Honey, I found a Penguin Outside, Part 2 of 3
The door to the rickety basement stairs stood open and I followed as Zack scampered down it with practiced ease.
The machine was chugging away down there.
I don’t know what you would call a doorway made by this thing. Was it a dimensional portal? A “tessaract?” A rip in space-time? Something else? I couldn’t begin to imagine. All I know is that, as Zachary explained it to me after “the squid incident,” he had invented a machine that opened passageways to… other… places. The places weren’t Earth and weren’t parallel Earths. (Just the same, I had visions of him getting lost in there like a guest star on Sliders – if you don’t know what that is, don’t worry; my wife says I watch too much television.) They did, however, share plenty of elements that weren’t at all alien. If a machine could have a sense of humor, this one’s was twisted.
As an embarrassed Zack described it to me, the first time he’d turned on the machine (which he invented in an attempt to create a cheap means of traveling over large distances instantly – I’m telling you, these scientist types are practically begging to get turned into human-fly monsters, the way they can’t resist messing around with teleportation theories) it had spent an entire day making noise and accomplishing little. Then, a doorway opened in the basement and began disgorging squids. Most of them were dead on arrival; a few of them actually crawled up the stairs and out the door. One of them, as you know, expired on my lawn.
Before I showed up, irate over this, Zack’s machine continued to expel strange items. In the weeks that followed, the doorways sometimes opened outside the house, which scattered even more random objects throughout the neighborhood. For some reason, my property was a favorite dumping ground. In one week I found a maple shoe tree (a nice one that I would have mounted to the door of our bedroom if Denise had not objected; I think she was worried that a shoe tree of unknown extra-dimensional origin might be more than it appeared), a toaster (I didn’t test it to see if it worked), a glass of water (seriously, just a plain tumbler filled with what at least appeared to be water), a dachshund (alive and, at last count, still living with Mrs. King across the street, who – as an elderly shut-in – doted on the friendly little dog), a potted geranium, a wheel of cheese (possibly Gouda) and what I could have sworn was a Japanese beetle the size of an ottoman, which buzzed off before I could get a closer look. The beetle remains at large to this day, in fact.
Knowing that your next-door neighbor is a mad scientist whose infernal invention is spewing alien shoe trees and house pets on your front step is the sort of thing that would drive a normal person to insanity. At the very least, just about anyone else confronted with this situation would seriously consider moving. If I have one real talent in life, however, it is resolutely ignoring anything that does not fit within the parameters of what I consider “normal.” I’m a tax accountant with a national chain (you’ve heard of us), you see. I lead a boring, bureaucratic life during the work day and come home to a pleasant wife, a pleasant home, and my pleasantly landscaped lawn. This is too much to give up; I would rather simply pretend I don’t see the occasional sea creature or alligator-skin sofa breathing its last just short of my clematis.
Still, there’s only so much a guy can take. I was willing to accept that Zachary did what he did and that perhaps one day he’d change the face of the planet with his inventions. I wouldn’t have minded trading a teleportation unit for my daily commute into the city – though I’ve always been a little suspicious and wouldn’t have been surprised, once the system was in place, to arrive downtown impregnated with an alien fetus or (again) as a half-man, half-fly abomination whose last days would be spent in the frantic but ultimately vain search for reunification with the errant insect sporting my balding pate and high blood sugar. The morning half a buffalo appeared on top of my paper, however (and before Zack appeared with his shovel, as he usually tried to clean up after himself), I angrily demanded that he cease his experiments with this particular technology.
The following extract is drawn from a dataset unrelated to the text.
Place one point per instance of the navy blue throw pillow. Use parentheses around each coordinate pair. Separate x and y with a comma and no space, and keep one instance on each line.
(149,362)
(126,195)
He promised. That was six weeks before I found the penguin in my garden.
“I know what you’re thinking,” Zachary said apologetically, “but I really do have the problem solved now.”
“There is a penguin in my garden,” I intoned.
“Yes, well,” Zack stammered, “I can explain that. He wasn’t disgorged there. I simply… this is so embarrassing… I simply left the door open.”
“What do you mean?” I asked, suspicious.
“I’ve fixed the problem, Jeff,” he said, shrugging. “The doorway works.”
“It does?” I asked. “Didn’t it work before? How else does almost thirty gallons of vanilla pudding end up on somebody’s lawn?”
“I told you I was sorry about that,” Zack winced. “Look, it isn’t like that. The doorway… it belched these things from wherever it connects.” He looked at the machine, which was clanking and wheezing in a corner of the basement, ten feet tall and twice as wide with hoses and pistons and what I swore were useless Jacob’s Ladders churning away for dramatic effect. “It was never a two-way portal, not really. I had an inspiration late last night and fixed the problem. Now… now I intend to enter. I was getting ready, pulling together my supplies,” he gestured to a Nylon backpack on the dank floor nearby, “and I opened the door. At least three penguins escaped. I corralled two of them.”
“Why is it these things cannot resist my garden?” I muttered.